Keep talking to her, let her talk to you about how she feels.

Then start making special memories with just the two of you, and have fun loving things which only the two of you can do together.

Make your own little world really lovely.

Dahlen Thu 19-Sep-13 18:58:14

I think you have to accept that a part of your DD will probably always wish you and your XH would get back together, in the same way that she wishes it was Christmas 6x a year, that she could invite everyone to her party, and have fish-fingers and chips for tea everyday. Even very young children come to learn that something that seems wonderful is not likely to happen and it's actually a good thing that it doesn't. She will get there eventually. As long as you are consistent in your approach and work hard on making life as a separated parent better than life when you were with your X, she will adapt fine - even though she may continue to say she wants you to get back together.
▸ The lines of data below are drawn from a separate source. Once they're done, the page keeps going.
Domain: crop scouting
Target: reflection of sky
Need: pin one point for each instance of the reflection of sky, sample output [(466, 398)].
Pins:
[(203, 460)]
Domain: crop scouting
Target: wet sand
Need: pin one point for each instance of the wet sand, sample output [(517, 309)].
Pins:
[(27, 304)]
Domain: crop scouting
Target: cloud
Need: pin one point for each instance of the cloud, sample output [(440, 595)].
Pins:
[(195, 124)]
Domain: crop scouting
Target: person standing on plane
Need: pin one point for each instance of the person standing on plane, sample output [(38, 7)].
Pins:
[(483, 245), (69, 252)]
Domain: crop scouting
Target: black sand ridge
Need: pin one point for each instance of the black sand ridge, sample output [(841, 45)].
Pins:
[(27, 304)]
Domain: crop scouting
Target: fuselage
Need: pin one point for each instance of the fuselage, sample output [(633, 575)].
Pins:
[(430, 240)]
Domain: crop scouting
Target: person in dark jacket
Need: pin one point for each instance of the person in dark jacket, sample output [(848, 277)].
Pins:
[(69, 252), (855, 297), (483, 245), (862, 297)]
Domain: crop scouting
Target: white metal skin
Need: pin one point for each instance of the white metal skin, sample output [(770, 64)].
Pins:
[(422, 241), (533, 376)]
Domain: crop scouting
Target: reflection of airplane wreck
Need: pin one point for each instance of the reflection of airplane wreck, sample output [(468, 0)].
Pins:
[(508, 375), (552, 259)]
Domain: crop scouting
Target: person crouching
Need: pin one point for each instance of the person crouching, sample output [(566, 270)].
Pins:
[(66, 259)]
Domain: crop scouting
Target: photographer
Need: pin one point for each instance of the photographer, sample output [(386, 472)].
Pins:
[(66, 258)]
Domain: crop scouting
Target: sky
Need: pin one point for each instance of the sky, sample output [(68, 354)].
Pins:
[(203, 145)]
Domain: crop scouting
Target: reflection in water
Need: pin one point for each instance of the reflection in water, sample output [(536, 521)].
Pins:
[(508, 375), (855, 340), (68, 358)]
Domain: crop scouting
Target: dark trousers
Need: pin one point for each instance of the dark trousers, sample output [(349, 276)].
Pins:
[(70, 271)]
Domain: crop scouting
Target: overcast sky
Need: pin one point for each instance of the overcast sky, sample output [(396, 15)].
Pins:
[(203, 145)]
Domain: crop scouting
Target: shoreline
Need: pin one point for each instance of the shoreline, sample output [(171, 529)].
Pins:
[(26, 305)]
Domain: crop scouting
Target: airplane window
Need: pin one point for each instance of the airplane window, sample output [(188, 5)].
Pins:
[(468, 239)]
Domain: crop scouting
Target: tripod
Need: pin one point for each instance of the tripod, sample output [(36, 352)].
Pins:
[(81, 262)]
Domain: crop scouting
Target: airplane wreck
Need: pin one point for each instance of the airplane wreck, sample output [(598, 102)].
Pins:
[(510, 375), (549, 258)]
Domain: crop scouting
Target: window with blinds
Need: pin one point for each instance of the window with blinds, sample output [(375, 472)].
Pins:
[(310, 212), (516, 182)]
IMO, however, the biggest problem you have is your XH constantly telling her that he wishes you were back together. This will undermine all your attempts to help your DD move on, and his actions could well be placing a burden of responsibility on your DD. She may feel that it is down to her to convince you to do as daddy says. I've no doubt he's hurting, but he needs to stop doing this because it is selfish and damaging. I would consider bringing in the big guns to do this if it were me, spelling it out in no uncertain terms why it is so damaging, and making it clear that if it continues contact would be stopped as a way of protecting your DD's emotional wellbeing (9x out of 10 just saying that would be enough to stop a good dad who's just a bit blinkered due to difficulty adjusting).

WhiteandGreen Thu 19-Sep-13 18:56:46

I can see what you mean about a new sibling cementing the new set up in a 'no going back' sort of a way.

I kind of want that effect without having to find another fella or have another child.

WhiteandGreen Thu 19-Sep-13 18:54:53

No step siblings on the horizon grin.

Bonsoir Thu 19-Sep-13 18:49:56

That's my experience. My DSSs adored DD from the outset and it meant there was no way back.

Deathbyladybirds Thu 19-Sep-13 18:47:03

Wtf Bonsoir?

Bonsoir Thu 19-Sep-13 18:45:23

I'm not divorced or separated, but I am a stepmother.

I think it is very variable. Do you and your exH have new partners? She might find a new little brother or sister very exciting and a way of moving on.